Citizens Bank expects Ether to reach $10,000 in the first quarter of 2026, a move the bank says is driven by fewer coins available to trade and a steady arrival of large buyers. The projected jump—about 225% above today’s level—matters for product managers, corporate treasuries and large investors assessing digital asset exposure and liquidity. The bank frames the outlook around tight supply conditions and accelerating institutional participation.

A large slice of Ethereum is locked away. After the network switched to Proof-of-Stake, about 35 million coins—roughly 40% of all Ether—sit in staking contracts where holders earn rewards but cannot sell quickly, reducing tradable float.

Institutions keep buying as exchange balances fall to nine-year lows. One Ether ETF took in $547 million in a single day, and combined Bitcoin-plus-Ether ETFs absorbed more than $900 million recently. Corporate treasuries—besides ETF sponsors—now hold about one in every ten Ether coins, a dynamic Citizens calls a “supply vacuum”.
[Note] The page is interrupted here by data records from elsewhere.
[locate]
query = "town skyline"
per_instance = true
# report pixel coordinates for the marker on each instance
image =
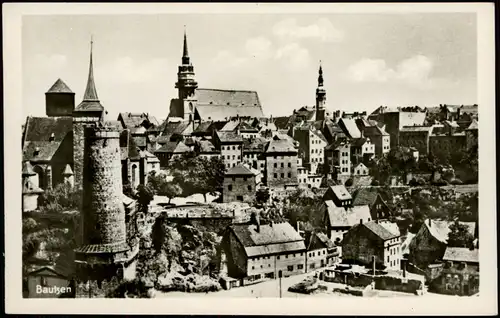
(144, 70)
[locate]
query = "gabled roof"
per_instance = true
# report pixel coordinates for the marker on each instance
(230, 125)
(350, 127)
(365, 196)
(229, 136)
(473, 125)
(280, 145)
(346, 217)
(270, 239)
(27, 169)
(461, 254)
(440, 229)
(239, 170)
(41, 128)
(60, 87)
(379, 230)
(174, 147)
(340, 192)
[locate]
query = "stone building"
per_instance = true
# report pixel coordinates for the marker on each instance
(105, 251)
(263, 251)
(417, 137)
(379, 209)
(31, 191)
(230, 145)
(380, 138)
(362, 150)
(369, 241)
(197, 104)
(312, 144)
(338, 160)
(460, 273)
(430, 242)
(338, 220)
(170, 151)
(338, 195)
(281, 164)
(395, 119)
(239, 185)
(447, 143)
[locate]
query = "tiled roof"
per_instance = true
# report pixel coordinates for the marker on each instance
(174, 147)
(280, 146)
(270, 239)
(473, 125)
(225, 112)
(230, 125)
(67, 170)
(239, 170)
(440, 229)
(350, 127)
(426, 129)
(27, 169)
(342, 217)
(374, 131)
(60, 87)
(461, 254)
(206, 146)
(341, 192)
(40, 150)
(219, 97)
(365, 196)
(41, 128)
(229, 136)
(379, 230)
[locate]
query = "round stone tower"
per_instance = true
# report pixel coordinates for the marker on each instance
(103, 214)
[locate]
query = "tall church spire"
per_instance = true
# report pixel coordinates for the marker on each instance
(185, 53)
(320, 77)
(90, 91)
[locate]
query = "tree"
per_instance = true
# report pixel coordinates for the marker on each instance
(459, 235)
(145, 194)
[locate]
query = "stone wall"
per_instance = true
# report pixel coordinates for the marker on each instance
(104, 213)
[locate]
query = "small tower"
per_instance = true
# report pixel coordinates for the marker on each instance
(68, 176)
(30, 190)
(87, 113)
(320, 96)
(59, 100)
(186, 83)
(105, 248)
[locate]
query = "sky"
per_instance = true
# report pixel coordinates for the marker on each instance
(368, 60)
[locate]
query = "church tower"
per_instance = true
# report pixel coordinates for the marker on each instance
(86, 114)
(320, 96)
(186, 84)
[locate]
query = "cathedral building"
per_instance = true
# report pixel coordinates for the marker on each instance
(201, 104)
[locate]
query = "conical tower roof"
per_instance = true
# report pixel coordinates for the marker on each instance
(28, 169)
(67, 171)
(90, 100)
(60, 87)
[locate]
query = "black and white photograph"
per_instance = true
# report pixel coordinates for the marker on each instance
(294, 155)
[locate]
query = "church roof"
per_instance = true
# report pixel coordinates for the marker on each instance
(239, 170)
(60, 87)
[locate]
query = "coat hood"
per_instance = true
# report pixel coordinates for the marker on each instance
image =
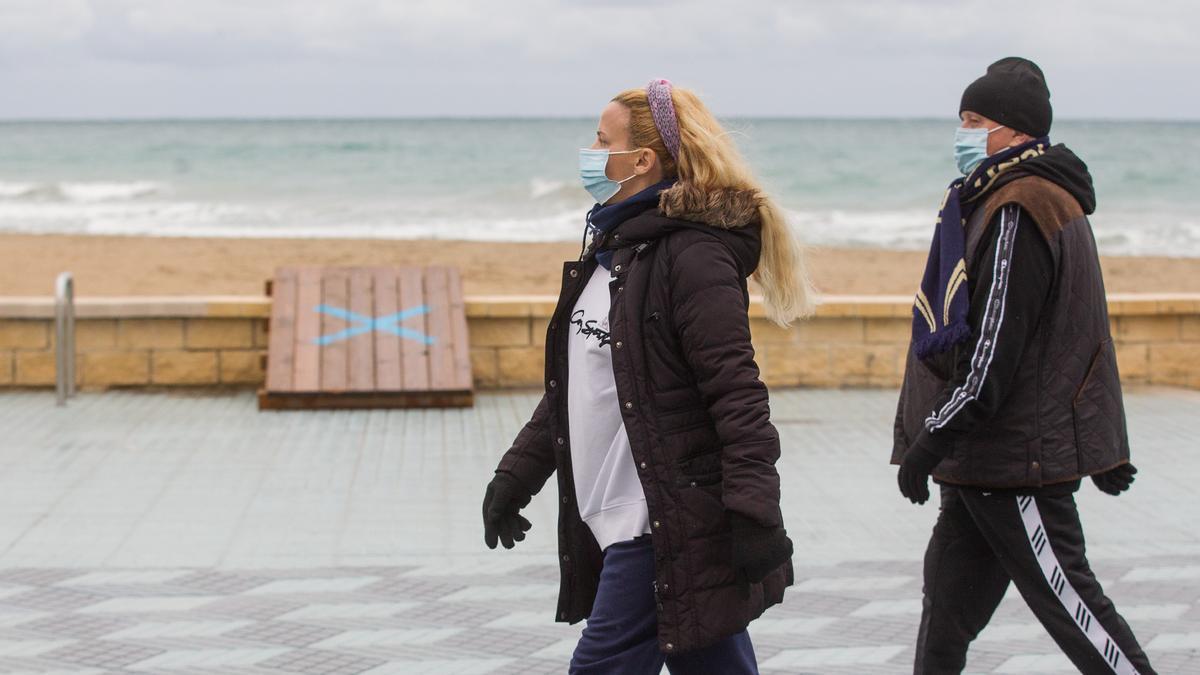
(729, 214)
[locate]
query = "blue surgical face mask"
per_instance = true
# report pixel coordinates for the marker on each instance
(971, 147)
(592, 173)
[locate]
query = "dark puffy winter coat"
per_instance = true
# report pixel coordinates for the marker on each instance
(694, 407)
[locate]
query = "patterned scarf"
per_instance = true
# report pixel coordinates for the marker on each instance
(940, 311)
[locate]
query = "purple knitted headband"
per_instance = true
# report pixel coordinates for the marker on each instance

Implications, examples and next steps

Adoption is set to broaden as more firms add Ether to reserves, with banks offering custody and staking services. Liquidity could thin further, meaning any large buy or sell order may move the price faster. Regulation will determine deployment speed, as predictable policy can accelerate institutional purchases, while compliance obligations—KYC, AML and custody—must be met before banks and fund managers list Ether as an asset.

Citizens highlighted strategy through SharpLink Gaming, labeled an “Ether Treasury Play”, setting a price target that would more than triple if SharpLink’s Ether holdings appreciate. The bank also maintains a longer-range view: $7,000 by the end of 2026 and a possible $20,000 before 2030. Even the Ethereum Foundation sold 10,000 Ether to pay for research and grants, reflecting how organizations are actively managing holdings.

Key numbers underscore the thesis: a $10,000 target by Q1 2026, about 40% of supply illiquid with 35 million coins staked, and ETFs plus treasuries holding 10.31% of supply and adding, with SharpLink offering a real-world example of treasury use. Next checkpoint: Citizens will watch exchange balances and daily ETF inflows to assess whether the path to $10,000 remains on track through the first quarter of 2026.